For reference, Nathan Barry does some of the best sales pages I've seen (Patrick McKenzie aka patio11 happens to agree).
Nathan's advice:
http://nathanbarry.com/learned-selling-6000-ebook-today/
http://nathanbarry.com/step-by-step-landing-page-copywriting...
Samples:
http://www.amazon.com/Coding-On-Software-Design-Process/dp/0...
I hope that as a senior software engineer, you make your points using other languages than Ruby in your book.
Out of the first 9 paragraphs in 'Focus on Delivering Results' you use "I" in 6 of them - you start 3 of them with "I". The excerpt reads more like a biography.
I don't know whether you worked with a copy editor - if you didn't, you should have.
You also should have had some independent reviews prior to publishing - maybe someone would have been kind enough to tell you about all of those "I"s - they make the text "feel" rough and unfinished.
You could go crazy with the "I"s in your "about the author" section, yet let the book's content speak for itself.
Given this, the excerpt diminishes the book's value for me, so it's unlikely I would pay $25 for it. If I wanted a biography, I would get a biography.
Somewhat related, there's a 914kb 1007x1024 black-and-white PNG for a 197x200 image of the author. That should probably be fixed, if for nothing else than it's killing your bandwidth. I only noticed because I thought I was back in dial-up days with how slowly it came through.
All of that aside, I'm intrigued. I'm going to bookmark this and come back in a couple weeks, I'll have to see how it looks after you've taken the other comments here on HN into account.
Reading the excerpts, what the author is doing is quite clever. He creates an identity, the reliable, effective Senior Engineer.
The reader wants to be more like that identity, so he takes you through different situations and says, 'This is how a Senior Engineer would act and think in this situation'. For example, [A senior engineer would not ship his code until it was really production quality, even when rushed].
The situations and issues he talks about are often a result of social pressure (to ship, to deliver features that don't matter in order to show progress on the burn chart). It's easy to get caught up in those moments. If the book allows you to step outside that, and think 'What would a true Senior Engineer do here', and the answer is 'The long term right thing', I think it's valuable.
But not $25 of valuable. Sorry, that is too much for a speculative purchase (which this is, given the author isn't a known quantity like Jonathan Locke at bottom of the thread.
Since I've now made real revenue just on the first days' sales, I feel more confident spending actual money on the site design.
I opted NOT to use a template because none of them seemed adaptable to what I wanted to do.
Anyone willing to help me out, or can recommend someone who would?
Good luck with the sales and again, congratulations on becoming an author!
Don't worry about all the criticism on this page, particularly from anyone who has never written a book before.

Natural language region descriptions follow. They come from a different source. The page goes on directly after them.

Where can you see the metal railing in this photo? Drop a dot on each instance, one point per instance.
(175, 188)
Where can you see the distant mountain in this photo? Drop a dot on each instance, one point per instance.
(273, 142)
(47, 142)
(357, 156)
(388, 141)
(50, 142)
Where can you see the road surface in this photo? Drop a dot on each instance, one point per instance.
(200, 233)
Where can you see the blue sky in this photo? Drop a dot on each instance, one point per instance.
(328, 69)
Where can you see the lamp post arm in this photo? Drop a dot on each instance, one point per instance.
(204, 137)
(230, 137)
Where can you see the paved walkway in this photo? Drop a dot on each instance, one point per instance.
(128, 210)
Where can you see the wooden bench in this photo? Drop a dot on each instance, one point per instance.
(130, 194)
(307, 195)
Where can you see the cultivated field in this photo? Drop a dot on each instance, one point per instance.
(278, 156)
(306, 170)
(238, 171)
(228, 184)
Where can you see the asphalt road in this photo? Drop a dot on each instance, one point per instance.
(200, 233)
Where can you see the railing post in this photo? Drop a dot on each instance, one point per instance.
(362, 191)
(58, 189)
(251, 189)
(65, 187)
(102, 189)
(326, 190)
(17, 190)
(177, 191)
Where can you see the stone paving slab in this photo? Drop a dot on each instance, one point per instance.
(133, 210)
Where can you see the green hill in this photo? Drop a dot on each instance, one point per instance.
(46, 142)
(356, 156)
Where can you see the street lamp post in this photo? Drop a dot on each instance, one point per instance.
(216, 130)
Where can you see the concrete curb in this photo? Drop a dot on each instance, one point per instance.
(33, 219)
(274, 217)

Take the negative criticism on your book and reverse it. Every time we got dinged on a problem with the text in our book we worked on that chapter until we felt like no one could ever complain.
In relation to the comments about the price--I think it is reasonable. It really depends on how much you think you can get out of this book, or a book like this.
I'm also not certain about the price. I would pay that price from a big name. For anybody else, I wouldn't go above $10.